Vediamo di mettere un po' a fuoco in che modo si determinano, oggi, i rapporti sociali. I rapporti sociali non sono altro che i rapporti tra le persone, i rapporti personali nell'ambito della società. È il fatto che uno dica a un altro: fai così e così - e quello lo fa. O che addirittura uno vada da un altro e gli dica: dimmi cosa vuoi che faccia e lo farò. I rapporti sociali sono allo stato attuale determinati pressoché completamente dal denaro. Qui bisogna fare molta attenzione. Si è portati facilmente a vedere le possibilità date dal denaro solo nell'aspetto diciamo così positivo: la possibilità (di avere, di ordinare...) originata dalla disponibilità di denaro. Ma in effetti la possibilità è data sempre dalla concomitanza di aspetto positivo e aspetto negativo: disponibilità di denaro contro bisogno di denaro. Se voglio che qualcuno venga a pulire il mio gabinetto non mi basterebbe di per sé avere una grande disponibilità di denaro: se tutti abbiamo una certa disponibilità non verrà nessuno.

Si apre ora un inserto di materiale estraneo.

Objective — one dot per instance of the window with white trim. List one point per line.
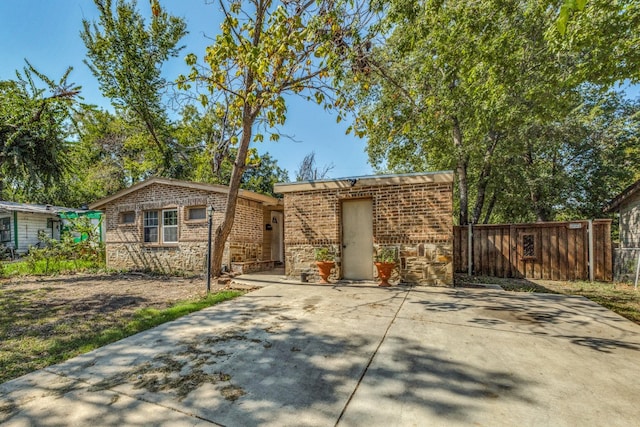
(151, 227)
(5, 230)
(161, 226)
(128, 217)
(170, 226)
(197, 213)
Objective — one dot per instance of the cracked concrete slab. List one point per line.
(291, 354)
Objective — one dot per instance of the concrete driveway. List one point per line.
(353, 355)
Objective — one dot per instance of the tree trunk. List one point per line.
(224, 229)
(492, 203)
(461, 170)
(485, 174)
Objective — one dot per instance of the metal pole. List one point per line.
(210, 214)
(635, 284)
(591, 254)
(470, 249)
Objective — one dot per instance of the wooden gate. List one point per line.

Con un reddito minimo e senza bisogno assoluto potrebbe non trovarsi più chi vada a pulire i gabinetti di politici, burocrati, imprenditori e prelati.

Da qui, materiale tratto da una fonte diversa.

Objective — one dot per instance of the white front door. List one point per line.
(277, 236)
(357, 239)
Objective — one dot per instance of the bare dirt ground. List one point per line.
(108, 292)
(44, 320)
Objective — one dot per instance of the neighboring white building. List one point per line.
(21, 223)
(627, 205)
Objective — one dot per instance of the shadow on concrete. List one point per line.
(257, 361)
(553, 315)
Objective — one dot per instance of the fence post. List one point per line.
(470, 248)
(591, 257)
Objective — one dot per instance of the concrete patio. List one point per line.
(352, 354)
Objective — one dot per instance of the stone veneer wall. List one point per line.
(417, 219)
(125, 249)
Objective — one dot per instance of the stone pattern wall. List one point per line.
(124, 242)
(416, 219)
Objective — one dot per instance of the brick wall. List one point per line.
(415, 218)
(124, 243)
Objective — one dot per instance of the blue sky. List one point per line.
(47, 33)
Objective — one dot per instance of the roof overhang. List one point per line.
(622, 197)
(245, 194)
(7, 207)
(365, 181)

Dette queste cose, preciserei che personalmente ho una considerazione positiva del reddito di cittadinanza in prospettiva contingente, ma niente affatto in prospettiva assoluta. Nella contingenza il reddito minimo garantito avrebbe un certo senso di giustizia. Questa civiltà ha provveduto a toglierci le possibilità di procurarci autonomamente, nella natura e col proprio lavoro, il nostro fabbisogno economico. Una disponibilità monetaria concessa costituirebbe una forma di compensazione.

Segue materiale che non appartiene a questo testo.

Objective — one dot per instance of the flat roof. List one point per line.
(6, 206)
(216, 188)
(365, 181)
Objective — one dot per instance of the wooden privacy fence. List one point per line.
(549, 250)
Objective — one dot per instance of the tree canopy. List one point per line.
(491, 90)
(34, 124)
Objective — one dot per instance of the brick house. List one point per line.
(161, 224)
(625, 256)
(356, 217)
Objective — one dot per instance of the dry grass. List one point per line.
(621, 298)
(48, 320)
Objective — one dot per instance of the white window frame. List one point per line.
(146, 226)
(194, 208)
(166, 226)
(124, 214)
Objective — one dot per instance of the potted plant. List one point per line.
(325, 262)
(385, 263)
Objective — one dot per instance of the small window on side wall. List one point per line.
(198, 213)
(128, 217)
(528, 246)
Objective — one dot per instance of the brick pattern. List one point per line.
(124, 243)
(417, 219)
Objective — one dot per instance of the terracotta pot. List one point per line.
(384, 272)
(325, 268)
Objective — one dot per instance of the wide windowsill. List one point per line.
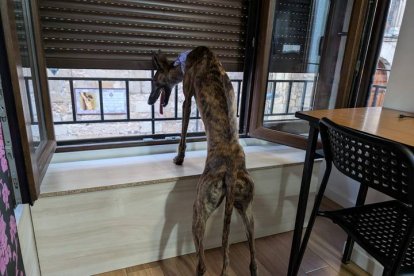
(78, 172)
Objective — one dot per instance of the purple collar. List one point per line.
(181, 59)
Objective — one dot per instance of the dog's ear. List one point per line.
(160, 61)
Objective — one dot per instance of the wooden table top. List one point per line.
(378, 121)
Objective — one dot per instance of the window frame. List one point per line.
(349, 69)
(31, 162)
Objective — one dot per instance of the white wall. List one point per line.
(400, 92)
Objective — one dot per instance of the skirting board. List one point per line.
(27, 242)
(94, 232)
(366, 262)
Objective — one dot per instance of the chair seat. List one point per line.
(379, 228)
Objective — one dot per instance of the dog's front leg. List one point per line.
(179, 159)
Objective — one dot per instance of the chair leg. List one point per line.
(318, 200)
(349, 246)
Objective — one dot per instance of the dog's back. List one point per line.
(215, 97)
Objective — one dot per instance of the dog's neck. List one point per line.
(181, 60)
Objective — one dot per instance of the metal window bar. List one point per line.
(376, 92)
(289, 96)
(128, 118)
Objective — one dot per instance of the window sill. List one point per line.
(73, 173)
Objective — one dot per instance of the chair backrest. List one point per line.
(381, 164)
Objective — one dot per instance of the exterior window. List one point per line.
(299, 69)
(386, 55)
(117, 106)
(26, 96)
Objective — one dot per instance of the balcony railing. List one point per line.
(301, 89)
(72, 85)
(377, 95)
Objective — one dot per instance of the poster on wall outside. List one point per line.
(88, 101)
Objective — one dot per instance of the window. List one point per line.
(386, 54)
(309, 61)
(283, 56)
(125, 111)
(33, 141)
(105, 48)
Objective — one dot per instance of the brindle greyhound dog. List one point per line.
(225, 173)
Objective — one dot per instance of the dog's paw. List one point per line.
(179, 159)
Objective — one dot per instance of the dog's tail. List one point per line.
(230, 183)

In prospettiva assoluta, invece, il reddito di cittadinanza non può che vedersi come un portato della civiltà industriale, una distribuzione della produzione industriale massiva. Avrebbe cioè il proprio fondamento, in definitiva, nell'inumanità e nei guasti della civiltà industriale.
Col reddito di cittadinanza come viatico, io vedo il passaggio alla positività compiuta delle comunità locali di autoproduzione e autoconsumo, all'integrità umana dell'essere direttamente partecipi nella necessaria produzione economica, senza l'intermediazione subdola e violenta del denaro.